Major asset classes posted positive returns to start the year. The S&P 500 enjoyed a 7.5% gain though U.S. small caps underperformed large-caps resulting in a modest gain of 2.7% in the quarter, but small-caps experienced negative results for most of the quarter until just about last week. International equity markets saw positive returns overall in U.S. dollar terms as the greenback weakened, up 8.5% in Developed markets and 4.0% for Emerging Market Stocks. Investment-grade bond markets in both taxable and municipal fixed income posted their second straight quarter of positive returns, 3% and 2%, respectively.

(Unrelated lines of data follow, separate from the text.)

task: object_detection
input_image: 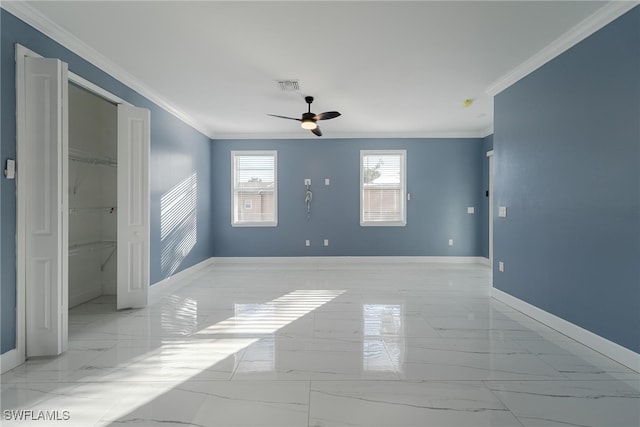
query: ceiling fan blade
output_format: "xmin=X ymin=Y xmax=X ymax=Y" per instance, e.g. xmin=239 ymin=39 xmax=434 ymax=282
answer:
xmin=315 ymin=111 xmax=340 ymax=120
xmin=267 ymin=114 xmax=302 ymax=122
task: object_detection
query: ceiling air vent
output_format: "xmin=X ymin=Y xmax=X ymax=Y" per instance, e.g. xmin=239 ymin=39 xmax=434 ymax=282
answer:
xmin=278 ymin=80 xmax=300 ymax=92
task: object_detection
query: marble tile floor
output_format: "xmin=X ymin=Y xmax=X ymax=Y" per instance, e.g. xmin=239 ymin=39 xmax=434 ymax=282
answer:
xmin=0 ymin=260 xmax=640 ymax=427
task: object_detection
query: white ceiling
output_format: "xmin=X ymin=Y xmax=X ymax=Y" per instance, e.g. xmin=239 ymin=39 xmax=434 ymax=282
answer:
xmin=8 ymin=1 xmax=607 ymax=138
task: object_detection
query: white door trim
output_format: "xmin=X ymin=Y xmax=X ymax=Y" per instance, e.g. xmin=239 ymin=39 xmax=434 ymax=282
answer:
xmin=487 ymin=150 xmax=494 ymax=280
xmin=13 ymin=43 xmax=147 ymax=372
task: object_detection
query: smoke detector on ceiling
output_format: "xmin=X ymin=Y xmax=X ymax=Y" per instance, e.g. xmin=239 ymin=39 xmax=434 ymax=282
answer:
xmin=278 ymin=80 xmax=300 ymax=92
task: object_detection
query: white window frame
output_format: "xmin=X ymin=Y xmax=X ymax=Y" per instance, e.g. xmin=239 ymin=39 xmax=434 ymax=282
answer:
xmin=360 ymin=150 xmax=407 ymax=227
xmin=231 ymin=150 xmax=278 ymax=227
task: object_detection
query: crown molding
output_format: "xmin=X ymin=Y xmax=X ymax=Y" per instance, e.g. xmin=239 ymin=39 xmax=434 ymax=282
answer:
xmin=0 ymin=1 xmax=213 ymax=138
xmin=485 ymin=0 xmax=640 ymax=96
xmin=211 ymin=127 xmax=493 ymax=141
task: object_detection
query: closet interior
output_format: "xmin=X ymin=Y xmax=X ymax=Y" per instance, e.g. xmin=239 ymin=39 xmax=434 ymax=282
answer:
xmin=68 ymin=84 xmax=118 ymax=307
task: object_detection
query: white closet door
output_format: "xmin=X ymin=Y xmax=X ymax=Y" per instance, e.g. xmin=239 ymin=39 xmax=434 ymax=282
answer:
xmin=117 ymin=104 xmax=150 ymax=310
xmin=23 ymin=58 xmax=68 ymax=357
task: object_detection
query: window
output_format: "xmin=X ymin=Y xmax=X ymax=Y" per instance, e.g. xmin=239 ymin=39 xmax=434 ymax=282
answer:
xmin=231 ymin=151 xmax=278 ymax=227
xmin=360 ymin=150 xmax=407 ymax=226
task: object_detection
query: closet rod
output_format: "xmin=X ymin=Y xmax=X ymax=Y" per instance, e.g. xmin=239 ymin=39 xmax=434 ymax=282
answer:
xmin=69 ymin=240 xmax=116 ymax=256
xmin=69 ymin=148 xmax=118 ymax=167
xmin=69 ymin=206 xmax=118 ymax=214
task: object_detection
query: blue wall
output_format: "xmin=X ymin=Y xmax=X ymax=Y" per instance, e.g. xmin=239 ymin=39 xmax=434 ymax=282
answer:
xmin=0 ymin=9 xmax=212 ymax=353
xmin=494 ymin=7 xmax=640 ymax=352
xmin=211 ymin=137 xmax=487 ymax=256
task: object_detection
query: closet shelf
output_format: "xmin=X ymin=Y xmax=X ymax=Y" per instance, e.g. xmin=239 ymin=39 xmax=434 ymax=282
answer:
xmin=69 ymin=148 xmax=118 ymax=167
xmin=69 ymin=206 xmax=118 ymax=214
xmin=69 ymin=240 xmax=117 ymax=256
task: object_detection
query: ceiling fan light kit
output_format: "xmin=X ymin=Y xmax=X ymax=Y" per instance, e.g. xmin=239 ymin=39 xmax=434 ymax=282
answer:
xmin=268 ymin=96 xmax=341 ymax=136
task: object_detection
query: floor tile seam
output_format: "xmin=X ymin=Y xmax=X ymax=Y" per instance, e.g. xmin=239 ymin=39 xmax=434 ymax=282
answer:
xmin=482 ymin=380 xmax=525 ymax=427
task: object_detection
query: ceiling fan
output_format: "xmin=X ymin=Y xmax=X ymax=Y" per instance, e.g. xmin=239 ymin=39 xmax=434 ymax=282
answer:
xmin=267 ymin=96 xmax=340 ymax=136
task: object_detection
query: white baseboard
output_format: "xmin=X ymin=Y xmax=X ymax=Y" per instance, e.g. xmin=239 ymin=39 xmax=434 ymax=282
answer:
xmin=491 ymin=288 xmax=640 ymax=372
xmin=210 ymin=256 xmax=488 ymax=265
xmin=0 ymin=348 xmax=24 ymax=374
xmin=149 ymin=258 xmax=215 ymax=304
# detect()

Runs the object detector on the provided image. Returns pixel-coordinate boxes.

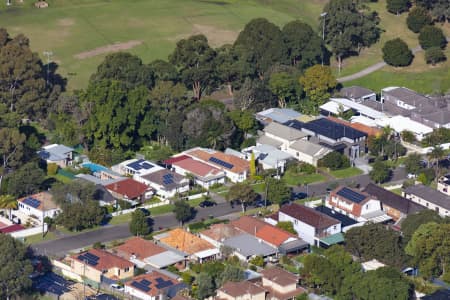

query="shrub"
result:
[382,38,414,67]
[419,25,447,50]
[425,47,447,66]
[406,6,431,33]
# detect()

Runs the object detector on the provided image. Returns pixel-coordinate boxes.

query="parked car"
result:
[198,200,217,207]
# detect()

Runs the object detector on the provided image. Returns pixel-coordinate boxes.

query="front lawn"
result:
[329,167,363,178]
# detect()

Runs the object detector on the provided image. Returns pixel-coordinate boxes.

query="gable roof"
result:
[364,183,426,215]
[114,237,167,260]
[264,122,307,141]
[159,228,215,254]
[280,203,340,229]
[71,249,134,271]
[105,178,151,199]
[405,184,450,209]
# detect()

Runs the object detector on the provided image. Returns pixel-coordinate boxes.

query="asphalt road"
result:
[32,203,241,256]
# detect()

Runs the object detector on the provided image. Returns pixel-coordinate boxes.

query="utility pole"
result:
[44,51,53,85]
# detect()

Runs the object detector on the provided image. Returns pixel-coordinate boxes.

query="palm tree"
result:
[0,195,17,219]
[428,146,445,180]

Within large-caps, growth stocks outpaced their value counterparts, posting 14.4% vs 1.0% respective returns. Now, this is likely due to the fact that the value indices tend to be more heavily weighted toward financials, where Russell 1000 Growth sector has about 3% exposure to financials while the Russell 1000 value has over 18%, which was a contributing factor to its underperformance during the quarter as the banking crisis has resulted in a considerable disparity between the two indexes.
Now, if we look closer into the positive performance of the S&P 500 large-cap index, although the S&P 500 posted a positive total return for the quarter, the largest six stocks in the index contributed the lion’s share of the performance. In fact, excluding those six stocks (Apple, Microsoft, Amazon, Alphabet, Nvidia and Tesla) would have resulted in a much more modest +2.3% total return for the index. After a strong month of mega-cap outperformance, those top six stocks now represent a cumulative 21.2% of the S&P 500, leading to a relatively concentrated and top-heavy index.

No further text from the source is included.